Now the two groups, the American Chemistry Council and the American Fuel & Petrochemical Manufacturers, which represent the nation’s major chemical companies, are seeking a temporary presidential waiver for all polluters to the rule. The request came after the E.P.A. told companies last month that they could apply for waivers to major clean-air rules by emailing the agency. The E.P.A. pointed to a section of the Clean Air Act that enables the president to temporarily exempt industrial facilities from new rules if the technology required to meet those rules isn’t available, and if it’s in the interest of national security.
Under Mr. Trump, the E.P.A. has moved to roll back many of the same rules. That could mean that companies granted a temporary exemption now would ultimately never have to comply with the new rules.
The Biden-era rule had been part of that administration’s effort to address the disproportionate effect of environmental hazards facing communities near chemical plants. These are often low-income, predominantly Black or Latino neighborhoods with elevated rates of asthma, cancer and other health problems.

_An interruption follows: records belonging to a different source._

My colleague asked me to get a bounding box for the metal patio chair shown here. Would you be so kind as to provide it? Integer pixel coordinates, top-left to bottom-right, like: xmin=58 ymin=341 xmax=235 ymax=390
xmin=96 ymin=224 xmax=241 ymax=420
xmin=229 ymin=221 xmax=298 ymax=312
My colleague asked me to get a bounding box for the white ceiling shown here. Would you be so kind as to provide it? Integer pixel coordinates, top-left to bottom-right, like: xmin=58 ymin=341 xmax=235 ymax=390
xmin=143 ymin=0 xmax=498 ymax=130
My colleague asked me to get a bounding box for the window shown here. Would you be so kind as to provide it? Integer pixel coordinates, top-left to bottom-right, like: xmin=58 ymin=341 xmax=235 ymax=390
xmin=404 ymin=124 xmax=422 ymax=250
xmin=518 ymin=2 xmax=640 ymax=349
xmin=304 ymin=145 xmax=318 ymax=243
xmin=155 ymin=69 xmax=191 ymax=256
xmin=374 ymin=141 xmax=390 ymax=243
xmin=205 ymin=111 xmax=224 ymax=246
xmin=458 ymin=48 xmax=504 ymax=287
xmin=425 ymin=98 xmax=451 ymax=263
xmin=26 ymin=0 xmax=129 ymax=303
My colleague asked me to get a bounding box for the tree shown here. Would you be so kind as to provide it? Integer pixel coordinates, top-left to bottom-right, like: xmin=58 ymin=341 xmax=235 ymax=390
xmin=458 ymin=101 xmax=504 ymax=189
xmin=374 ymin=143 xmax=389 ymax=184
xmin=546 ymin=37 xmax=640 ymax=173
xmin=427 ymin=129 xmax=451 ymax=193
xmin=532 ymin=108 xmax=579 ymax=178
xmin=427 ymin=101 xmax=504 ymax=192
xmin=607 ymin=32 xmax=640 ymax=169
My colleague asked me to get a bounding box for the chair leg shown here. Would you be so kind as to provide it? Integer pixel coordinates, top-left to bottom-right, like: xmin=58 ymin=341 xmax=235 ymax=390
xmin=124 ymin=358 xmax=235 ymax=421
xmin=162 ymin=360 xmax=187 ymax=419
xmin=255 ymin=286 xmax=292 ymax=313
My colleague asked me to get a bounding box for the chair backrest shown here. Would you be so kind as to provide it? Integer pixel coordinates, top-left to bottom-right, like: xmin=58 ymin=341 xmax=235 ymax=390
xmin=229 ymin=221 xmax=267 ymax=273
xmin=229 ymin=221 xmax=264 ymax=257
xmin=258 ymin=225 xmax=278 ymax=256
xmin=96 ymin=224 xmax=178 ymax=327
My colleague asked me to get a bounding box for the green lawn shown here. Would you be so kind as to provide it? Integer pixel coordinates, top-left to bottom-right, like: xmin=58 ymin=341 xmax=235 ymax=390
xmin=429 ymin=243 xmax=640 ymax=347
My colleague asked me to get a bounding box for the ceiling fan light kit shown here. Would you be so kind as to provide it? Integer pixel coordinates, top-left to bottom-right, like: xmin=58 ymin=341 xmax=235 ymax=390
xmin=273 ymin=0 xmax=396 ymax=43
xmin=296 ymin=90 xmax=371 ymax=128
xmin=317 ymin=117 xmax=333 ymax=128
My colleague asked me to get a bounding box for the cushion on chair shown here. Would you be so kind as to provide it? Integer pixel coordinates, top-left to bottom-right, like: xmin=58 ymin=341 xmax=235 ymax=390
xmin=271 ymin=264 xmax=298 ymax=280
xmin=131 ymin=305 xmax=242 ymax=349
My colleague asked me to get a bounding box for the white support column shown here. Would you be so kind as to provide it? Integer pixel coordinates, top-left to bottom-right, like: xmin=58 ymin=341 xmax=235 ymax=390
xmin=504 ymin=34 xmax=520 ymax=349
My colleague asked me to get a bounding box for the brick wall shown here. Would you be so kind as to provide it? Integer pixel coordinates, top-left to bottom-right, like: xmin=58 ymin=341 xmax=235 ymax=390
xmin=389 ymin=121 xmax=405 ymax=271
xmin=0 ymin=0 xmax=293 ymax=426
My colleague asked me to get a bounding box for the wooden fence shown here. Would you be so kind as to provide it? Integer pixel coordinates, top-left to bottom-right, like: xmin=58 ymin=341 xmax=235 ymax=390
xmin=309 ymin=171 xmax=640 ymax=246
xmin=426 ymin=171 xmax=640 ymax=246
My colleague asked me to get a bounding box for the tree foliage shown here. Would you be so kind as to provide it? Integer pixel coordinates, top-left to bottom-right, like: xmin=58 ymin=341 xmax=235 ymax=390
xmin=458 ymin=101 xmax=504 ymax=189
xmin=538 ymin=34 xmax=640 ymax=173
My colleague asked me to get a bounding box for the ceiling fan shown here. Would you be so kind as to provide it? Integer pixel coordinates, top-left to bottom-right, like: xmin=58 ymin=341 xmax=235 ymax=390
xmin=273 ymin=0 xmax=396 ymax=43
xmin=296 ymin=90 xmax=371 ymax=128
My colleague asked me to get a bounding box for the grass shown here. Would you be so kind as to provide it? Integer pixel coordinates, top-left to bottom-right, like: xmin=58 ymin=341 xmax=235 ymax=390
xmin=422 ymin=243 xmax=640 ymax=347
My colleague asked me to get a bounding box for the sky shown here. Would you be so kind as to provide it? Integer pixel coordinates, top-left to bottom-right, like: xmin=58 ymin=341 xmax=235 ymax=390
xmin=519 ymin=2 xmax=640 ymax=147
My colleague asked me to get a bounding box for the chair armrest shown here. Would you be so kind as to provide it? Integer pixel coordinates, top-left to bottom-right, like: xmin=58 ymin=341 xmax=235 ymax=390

It updates several regulations governing emissions from chemical plants, some of which have not been tightened in nearly 20 years, and applies to more than 200 chemical facilities across Texas and Louisiana, as well as the Ohio River Valley and West Virginia — all home to major chemical hubs.
The rule had for the first time considered the cumulative effects of multiple chemical plants on communities in such hubs, rather than simply the effect of a single source of pollution. Companies would be required to rigorously tighten controls and processes to limit chemical emissions. They would also be required to monitor smokestacks and vents at the manufacturing facilities, while also checking whether chemicals are present at the property line of a plant. That kind of fence-line monitoring is similar to those required of petroleum refineries.
But the chemical industry had raised various concerns about the new restrictions, particularly on ethylene oxide, saying it was used in a variety of products like batteries for electric vehicles. It also is essential to sterilizing medical equipment, according to the Food and Drug Administration. In a statement on Saturday, Chet Thompson, chief executive of American Fuel & Petrochemical Manufacturers, called the Biden-era rule “unlawful, unreasonable and technologically unachievable,” adding that it put “critical U.S. manufacturing operations at risk.”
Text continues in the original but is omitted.